Health Certificates/Certificate of Veterinary Inspection for Your Dog
The most important and wide-reaching certification you need to be aware of is known as a Certificate of Veterinary Inspection (CVI). Sometimes referred to as a “health certificate,” A CVI is essentially a document signed by a licensed veterinarian who has recently examined your dog to inspect for diseases and overall health. A few important notes about CVIs:
CVIs may be required by the airline you’re flying with (or another transit provider, such as a rental car company or train line) AND/OR by your destination state. Some states, like California, do not require a CVI for a dog to enter, and others waive the requirement under certain conditions. Most states do require visiting dogs to have a CVI on hand. Even if your destination state doesn’t require a CVI, your airline still might.
traveling to/from on the US Department of Agriculture website.
CVIs may be taken and held during travel so it’s a good idea to bring at least three hard copies with you
Additional Travel Certificate(s) for Your Dog
There are additional certifications you need to be aware of before traveling with your dog. First, know that most states – even those that don’t require a CVI – DO require any visiting or resident dogs to have a rabies vaccination. There is no need to travel with a specific “rabies form,” but check with your vet to ensure your dog’s electronic vaccination records are up to date.
Some airlines now require what is called an Acclimation Certificate. These official documents only pertain to dogs who will travel in the cargo hold of a plane (i.e. dogs that won’t travel in the cabin of the plane with their owners.) Much like a CVI, an Acclimation Certificate is a signed statement from a vet who has recently examined your dog. They essentially state that not only is the dog in good health, but that he will be able to safely acclimate to the temperature shifts under a plane. There are very strict limits in place for airlines regarding the amount of time cargo dogs can spend at very cold or very warm temperatures.
Be sure to check with your airline directly to find out what kind of documentation they require.
Dog Air Travel: Must Knows
Always contact your airline a few weeks in advance of your flight to let them know you’re bringing a pet. Certain airlines have stopped allowing pets to travel in the cargo hold for liability reasons; others disallow pet travel during particularly hot/cold months.

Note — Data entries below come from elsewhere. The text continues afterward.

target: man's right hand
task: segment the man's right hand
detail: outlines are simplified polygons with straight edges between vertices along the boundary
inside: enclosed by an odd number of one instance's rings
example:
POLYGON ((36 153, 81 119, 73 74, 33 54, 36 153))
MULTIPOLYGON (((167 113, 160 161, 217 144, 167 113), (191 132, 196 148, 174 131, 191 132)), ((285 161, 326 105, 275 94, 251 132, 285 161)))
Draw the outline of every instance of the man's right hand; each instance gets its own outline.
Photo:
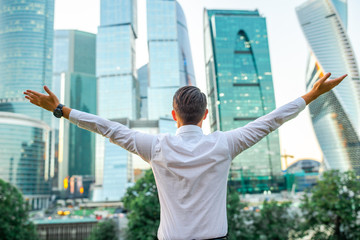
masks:
POLYGON ((25 98, 29 99, 30 102, 36 106, 42 107, 50 112, 53 112, 55 108, 59 105, 59 99, 55 96, 53 92, 47 86, 44 86, 44 90, 49 94, 45 95, 33 90, 26 90, 24 94, 25 98))
MULTIPOLYGON (((42 107, 50 112, 54 112, 55 108, 59 105, 59 99, 56 95, 50 91, 47 86, 44 86, 44 90, 49 94, 42 94, 33 90, 26 90, 24 94, 26 95, 25 98, 29 99, 30 102, 36 106, 42 107)), ((63 117, 69 119, 71 108, 63 107, 62 108, 63 117)))

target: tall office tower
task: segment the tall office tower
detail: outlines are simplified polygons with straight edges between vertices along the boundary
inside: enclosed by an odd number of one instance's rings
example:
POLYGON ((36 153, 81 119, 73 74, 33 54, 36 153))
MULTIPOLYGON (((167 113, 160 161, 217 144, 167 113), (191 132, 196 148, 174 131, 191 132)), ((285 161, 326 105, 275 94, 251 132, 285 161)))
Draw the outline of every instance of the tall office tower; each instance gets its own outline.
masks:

Dogs should never travel on a plane if they are…
- Under 8 weeks old (this is, in fact, a USDA regulation)
- Prone to respiratory issues (common in brace brachycephalic breeds such as bulldogs)

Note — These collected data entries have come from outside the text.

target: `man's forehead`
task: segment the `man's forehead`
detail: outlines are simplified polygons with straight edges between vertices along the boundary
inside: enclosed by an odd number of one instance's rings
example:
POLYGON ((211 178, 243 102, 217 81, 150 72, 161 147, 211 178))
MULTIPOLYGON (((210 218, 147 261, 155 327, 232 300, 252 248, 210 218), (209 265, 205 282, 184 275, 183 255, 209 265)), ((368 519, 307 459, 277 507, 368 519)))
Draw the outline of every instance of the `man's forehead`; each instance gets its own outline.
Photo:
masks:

- Ill or have recently been immune-compromised by illness
- Aggressive or short-tempered when they are anxious
Each airline has specific requirements for what kind of carrier may be used on or under the plane. In addition, every airline has rules regarding what kind of animals can travel in the aircraft cabin, from species to size. From there, airlines have even more rules in place about where a dog can sit during flight (in his owner’s lap vs. in a carrier under the seat).
These, of course, are just the legal and commercial requirements to know for doggy air travel. Ask your dog’s vet what you can do and bring to make your dog comfortable for his flight.